The probability density function of an Exponential($\lambda$) variate is, as shown in the question, given by

$$f_\lambda(x) = \lambda\exp(-\lambda x),\ x\ge 0.$$

($f$ is zero for $x\lt 0$.)

The independence assumption says the probability densities of $X$ and $Y$ multiply to give the joint probability density as

$$f_{X,Y}(x,y) = \left(1\times \exp(-1\times x)\right)\left(2\times \exp(-2\times y)\right) = 2\exp(-x-2y).$$

($f_{X,Y}$ is zero if either of $x$ or $y$ is negative.)

Joint densities give probabilities via integration: to find the probability of an event $E$, you integrate the density over the set $E$:

$${\Pr}_{f_{X,Y}}(E) = \iint_E 2 \exp(-x-2y)dx dy.$$

In this case, by remembering the restrictions $x\ge 0$ and $y\ge 0$, $E$ can be written as $\{(x,y)\ |\ 3x + 4y \le 5, x\ge 0, y\ge 0\}.$ Here is a picture of the graph of $f_{X,Y}$ near this region, with it filled in over $E$ to show how the volume under the graph (the integral) corresponds to the desired probability:

Figure

(The gray curves are contours of the graph of the joint density. Because the density does not change when $-x-2y$ is held fixed, these contours are all curves of the form $-x-2y=\text{ constant},$ which are portions of parallel lines all perpendicular to the vector $(-1,-2)$.)

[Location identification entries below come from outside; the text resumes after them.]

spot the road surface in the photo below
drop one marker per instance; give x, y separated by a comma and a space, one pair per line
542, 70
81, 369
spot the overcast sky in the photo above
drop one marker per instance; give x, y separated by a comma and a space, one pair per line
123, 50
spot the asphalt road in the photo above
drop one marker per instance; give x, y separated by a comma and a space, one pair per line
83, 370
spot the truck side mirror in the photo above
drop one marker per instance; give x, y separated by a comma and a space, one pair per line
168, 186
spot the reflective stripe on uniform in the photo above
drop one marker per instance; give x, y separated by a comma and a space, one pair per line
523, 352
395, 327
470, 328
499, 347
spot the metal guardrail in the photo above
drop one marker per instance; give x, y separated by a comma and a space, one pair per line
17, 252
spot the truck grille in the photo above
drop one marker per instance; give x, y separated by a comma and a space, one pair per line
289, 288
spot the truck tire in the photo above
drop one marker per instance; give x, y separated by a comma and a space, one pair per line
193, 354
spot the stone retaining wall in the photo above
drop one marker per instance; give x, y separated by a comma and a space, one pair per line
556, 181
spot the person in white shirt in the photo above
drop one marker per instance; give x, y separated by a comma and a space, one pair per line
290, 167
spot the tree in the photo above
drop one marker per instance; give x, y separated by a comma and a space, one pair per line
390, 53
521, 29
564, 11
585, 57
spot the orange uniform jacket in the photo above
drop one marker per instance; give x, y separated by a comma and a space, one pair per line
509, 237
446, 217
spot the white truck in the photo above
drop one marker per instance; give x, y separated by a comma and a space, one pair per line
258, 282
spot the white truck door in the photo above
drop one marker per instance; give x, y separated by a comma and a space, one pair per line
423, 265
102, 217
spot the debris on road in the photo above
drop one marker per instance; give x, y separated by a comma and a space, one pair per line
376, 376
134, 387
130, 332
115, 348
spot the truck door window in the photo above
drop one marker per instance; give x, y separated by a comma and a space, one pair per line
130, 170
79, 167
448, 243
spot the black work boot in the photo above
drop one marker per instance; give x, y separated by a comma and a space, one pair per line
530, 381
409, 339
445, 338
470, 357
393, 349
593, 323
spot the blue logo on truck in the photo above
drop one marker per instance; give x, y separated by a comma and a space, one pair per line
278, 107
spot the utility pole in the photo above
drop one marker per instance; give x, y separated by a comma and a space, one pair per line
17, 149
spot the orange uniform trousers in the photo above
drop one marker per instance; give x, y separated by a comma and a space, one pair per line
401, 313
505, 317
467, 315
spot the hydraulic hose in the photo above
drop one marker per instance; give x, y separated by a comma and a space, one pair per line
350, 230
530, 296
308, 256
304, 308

Evidently $E$ is a triangle determined by $x\ge 0$, $y\ge 0$, and $3x+4y\le 5$. If we choose to perform the $x$ integration last, we find that for each $x$ the value of $y$ can range from a low of $0$ to a maximum of $(5-3x)/4,$ deduced by solving the simultaneous equations $3x+4y\le 5$ and $y\ge 0$. It is also evident from the figure and the inequalities that $3x$ cannot exceed $5$, whence $x$ must lie between $0$ and $5/3$. Therefore the desired probability should be computed with an integral like

$${\Pr}(3X+4Y\le 5) = \int_0^{5/3}\int_0^{(5-3x)/4} 2\exp(-x-2y) dy dx .$$

Working it out is elementary and not very instructive (but do it anyway to make sure the result is reasonable this time: partial steps in this direction appear in a duplicate thread on the Math site). The key thing to learn and remember is how to use joint densities to represent probabilities; the rest is part of the rote branch of Calculus. It might also be useful to remember that this kind of problem can be solved from first principles with relatively little work and the help of a simple sketch: you multiply (the marginal densities) and integrate the result over the event in question. It's always a good idea to draw a picture of it. The figure is a good summary of the general procedure.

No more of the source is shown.